Image above: Sudeshna Sengupta’s intaglio plate along with a color-viscosity print printed from this plate displayed at one of her solo exhibits in New Mexico, USA
The prints featured on this page represent Sudeshna Sengupta’s involvement with various printmaking processes since 1983. Her special area of expertise is the Intaglio-Simultaneous Surface Color-Viscosity method of printmaking, which enables the artist to create prints of a wide range of colors and textures from a single plate and requires only one run through the press. The unique tactile and expressive qualities achievable through this process are some its aspects that draw her to this medium.
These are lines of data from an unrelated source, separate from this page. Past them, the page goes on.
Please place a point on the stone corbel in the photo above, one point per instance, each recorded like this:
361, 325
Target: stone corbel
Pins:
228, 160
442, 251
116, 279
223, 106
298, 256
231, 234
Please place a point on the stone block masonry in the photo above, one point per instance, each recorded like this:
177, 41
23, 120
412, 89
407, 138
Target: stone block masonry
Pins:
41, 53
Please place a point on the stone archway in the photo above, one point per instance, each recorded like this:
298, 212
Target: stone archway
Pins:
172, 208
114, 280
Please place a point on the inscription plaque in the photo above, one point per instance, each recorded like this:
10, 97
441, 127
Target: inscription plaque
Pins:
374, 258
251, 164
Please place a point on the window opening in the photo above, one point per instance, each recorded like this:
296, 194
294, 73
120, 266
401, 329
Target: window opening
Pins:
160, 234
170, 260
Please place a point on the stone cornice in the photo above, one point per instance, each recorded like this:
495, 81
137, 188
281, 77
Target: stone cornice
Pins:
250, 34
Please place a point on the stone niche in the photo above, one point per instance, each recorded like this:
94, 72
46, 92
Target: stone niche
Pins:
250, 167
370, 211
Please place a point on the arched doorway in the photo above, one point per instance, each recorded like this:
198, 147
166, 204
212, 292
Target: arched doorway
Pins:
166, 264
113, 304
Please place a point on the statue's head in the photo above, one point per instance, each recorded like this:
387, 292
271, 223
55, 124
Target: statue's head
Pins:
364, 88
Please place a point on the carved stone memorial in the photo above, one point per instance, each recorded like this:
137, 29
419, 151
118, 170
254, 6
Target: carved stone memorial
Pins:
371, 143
The major portion of her print portfolio consists of intaglio prints (etching, drypoint, engraving, aquatint, and mezzotint) depicting a series of metaphorical images constructed around narrative patterns of thought and expression. The semi-figurative references often create a psychological juxtaposition of emotionally charged, intense forms which reflect her ongoing introspection on the contemporary human condition, with its existential, societal, and socio-political issues. Her Still/Life: Bhopal Genocide series came as a response after the infamous human tragedy that took place at a factory and its surrounding localitites in Bhopal, India — which was caused by the negligence of a US based giant multinational corporation. The imagery in “Skyline Fragmented” provides a metaphor of the fragmentation of lives in contemporary society – the pictorial space in this composition has been divided and separated into isolated compartments, breaking their relationship to each other in order to reveal a sense of psychological isolation.
Each of these limited edition, numbered prints is an original, and hand-pulled by the artist. The numbers at the lower left hand corner of each print indicate the total number of prints in that edition (the lower number) and identify the serial number of the particular print (the upper number).